There is a brand new hack out there that has very quietly affected many of people. Malicious developers uploaded slightly misspelled library names in Python’s package installer PyPi. Prominent examples include urllib vs. urrlib3, bzip vs. bzip2, etc.). These packages contain the exact same code as their upstream package thus their functionality is the same, but the installation script, setup.py, is modified to include a malicious (but relatively benign) code. It is very similar to what happens when you type in http://cnnn.com/ vs. http://cnn.com/
What does PyPi do exactly?
PyPi (Python Package Index) is a repository of software for the Python programming language. There are currently 117,189 packages installed that users can download. It is the default repository for python developers around the world. If you want to install a common library, you use a special tool called pip, which knows how to pull files down from the PyPi.
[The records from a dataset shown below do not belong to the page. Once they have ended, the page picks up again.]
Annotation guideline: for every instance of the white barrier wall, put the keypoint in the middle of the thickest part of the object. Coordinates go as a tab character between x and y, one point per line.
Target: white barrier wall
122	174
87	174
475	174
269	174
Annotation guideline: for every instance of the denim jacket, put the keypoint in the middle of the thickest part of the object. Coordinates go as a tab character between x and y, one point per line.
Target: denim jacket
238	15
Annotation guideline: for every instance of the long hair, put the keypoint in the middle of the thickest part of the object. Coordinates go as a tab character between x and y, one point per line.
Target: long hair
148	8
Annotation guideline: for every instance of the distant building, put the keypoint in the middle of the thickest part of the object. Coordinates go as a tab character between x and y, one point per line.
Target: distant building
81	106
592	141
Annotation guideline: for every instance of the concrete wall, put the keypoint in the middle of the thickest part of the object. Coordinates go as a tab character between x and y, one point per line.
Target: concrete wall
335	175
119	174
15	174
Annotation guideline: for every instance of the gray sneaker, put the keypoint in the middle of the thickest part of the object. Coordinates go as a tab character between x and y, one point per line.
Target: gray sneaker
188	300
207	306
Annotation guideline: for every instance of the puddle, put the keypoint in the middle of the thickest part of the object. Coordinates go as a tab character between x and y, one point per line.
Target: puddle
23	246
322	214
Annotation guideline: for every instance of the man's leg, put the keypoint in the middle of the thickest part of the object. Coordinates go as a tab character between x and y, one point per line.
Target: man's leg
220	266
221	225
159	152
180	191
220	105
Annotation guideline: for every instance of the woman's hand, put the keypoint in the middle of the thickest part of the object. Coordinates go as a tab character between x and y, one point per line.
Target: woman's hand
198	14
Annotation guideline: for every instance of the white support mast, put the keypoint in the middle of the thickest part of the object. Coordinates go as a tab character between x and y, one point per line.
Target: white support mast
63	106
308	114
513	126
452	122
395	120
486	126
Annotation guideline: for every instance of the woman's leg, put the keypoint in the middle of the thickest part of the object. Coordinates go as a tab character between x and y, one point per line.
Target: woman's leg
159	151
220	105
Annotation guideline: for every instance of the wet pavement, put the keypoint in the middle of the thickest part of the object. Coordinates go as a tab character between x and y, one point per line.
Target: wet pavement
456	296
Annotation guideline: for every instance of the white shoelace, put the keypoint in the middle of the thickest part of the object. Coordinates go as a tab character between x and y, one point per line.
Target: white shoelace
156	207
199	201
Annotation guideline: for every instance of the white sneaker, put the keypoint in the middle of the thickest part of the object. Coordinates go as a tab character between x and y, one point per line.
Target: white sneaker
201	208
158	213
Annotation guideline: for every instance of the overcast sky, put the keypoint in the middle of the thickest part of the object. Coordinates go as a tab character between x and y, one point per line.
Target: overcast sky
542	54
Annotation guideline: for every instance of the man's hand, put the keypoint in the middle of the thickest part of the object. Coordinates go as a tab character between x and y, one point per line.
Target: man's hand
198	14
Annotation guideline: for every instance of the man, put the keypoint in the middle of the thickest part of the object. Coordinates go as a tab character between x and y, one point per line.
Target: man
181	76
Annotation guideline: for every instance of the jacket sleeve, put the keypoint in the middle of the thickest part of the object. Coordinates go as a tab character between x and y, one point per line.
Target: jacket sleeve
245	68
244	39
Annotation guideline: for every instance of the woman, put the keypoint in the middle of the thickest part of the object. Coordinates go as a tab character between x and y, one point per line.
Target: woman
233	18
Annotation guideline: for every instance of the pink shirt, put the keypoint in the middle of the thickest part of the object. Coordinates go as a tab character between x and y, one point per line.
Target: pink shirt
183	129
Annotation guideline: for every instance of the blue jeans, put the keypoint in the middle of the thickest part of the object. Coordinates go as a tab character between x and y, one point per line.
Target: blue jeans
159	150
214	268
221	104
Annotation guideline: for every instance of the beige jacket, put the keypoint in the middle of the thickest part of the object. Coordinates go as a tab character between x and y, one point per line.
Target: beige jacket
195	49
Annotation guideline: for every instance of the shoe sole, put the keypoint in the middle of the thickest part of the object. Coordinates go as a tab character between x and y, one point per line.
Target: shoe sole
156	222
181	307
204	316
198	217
1. Run this simple one-page python code to check for bad packages. Ref: https://github.com/williamforbes/pypi_hacked_names
The output will look something like this in verbose mode.
2. if you don’t have any of the bad packages, then there is no problem. However, make sure you review all of your virtual environments and run the same script.
3. If you do have a potentially compromised library, don’t use pip uninstall as it runs code in the package. Just go to the directory and delete the package.
That’s it! This is a very insidious attack. Will keep tracking this at PyPi to see if we can help protect users.